In 1964 McPeek established Ben McPeek, Ltd, and soon became one of the busiest jingle writers in Canada. In 1966 he was a founder of Nimbus 9 Productions. In total McPeek wrote, and directed recordings of, about 2000 jingles. He also composed scores for the feature films The Rowdyman (1972) and Only God Knows (1974) and for the documentary Catch the Sun (1973). In 1979, with Harry Freedman, he formed the Canadian Film Composers Guild.

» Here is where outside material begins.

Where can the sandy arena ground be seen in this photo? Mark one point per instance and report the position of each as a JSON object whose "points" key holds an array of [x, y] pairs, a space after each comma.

McPeek's other compositions included a Piano Concerto, six piano sonatas, and many other piano inventions, waltzes, rags, etc; works for brass and woodwind quintet, including the Paul Bunyan Suite (Thompson 1977, recorded by Canadian Brass); and the orchestral works Northern 484, Fantasia, and Concert Suite. His Trillium Suite (for saxophone and chamber ensemble) was commissioned by Paul Brodie and his Five Pictorial Sketches for Mandolin and Orchestra (based on Ukrainian and Canadian folksongs) by the Shevchenko Musical Ensemble. He also wrote a collection of novelty items for Canadian Brass, which recorded the music under the pseudonym the Pucker and Valve Society Band (pseud). An album of McPeek's piano music has been recorded by Monica Gaylord. McPeek himself made the LPs Ben McPeek, His Voices and His Orchestra (1965, CTL CTLS-5060), Original Sounds of Ben McPeek (1966, RCA CTLS-1080/Camden CAS-2351), Play Me (1973, RCA KXL-1-0032), Ben McPeek's Latest Fling at the Record Scene (RCA CASX-2537), and Thinking of You (1975, Attic LAT-1008).

In the years before his death McPeek initiated what in 1982 became the Imperial Oil McPeek Pops Library, a collection of Canadian pop material arranged for symphony orchestra. His own Commercial Overture, an orchestral medley of some of his best-known jingles, was among the first pieces placed in the library, which was inaugurated 20 Nov 1982 by the Winnipeg Symphony Orchestra. Administered by the Canadian Music Centre (of which McPeek had been an associate) the collection grew to 47 selections by 1991, including "CA-NA-DA," "Snowbird," "Tears Are Not Enough," and medleys of songs associated with Stompin' Tom Connors, the Guess Who, and the Happy Gang. Lucio Agostini, Michael Conway Baker, Milton Barnes, Robert Farnon, Milan Kymlicka, Bob McMullin, Eric Robertson, Paul Ruhland, Brian Sexton, and Rick Wilkins are among the arrangers who have contributed to the library.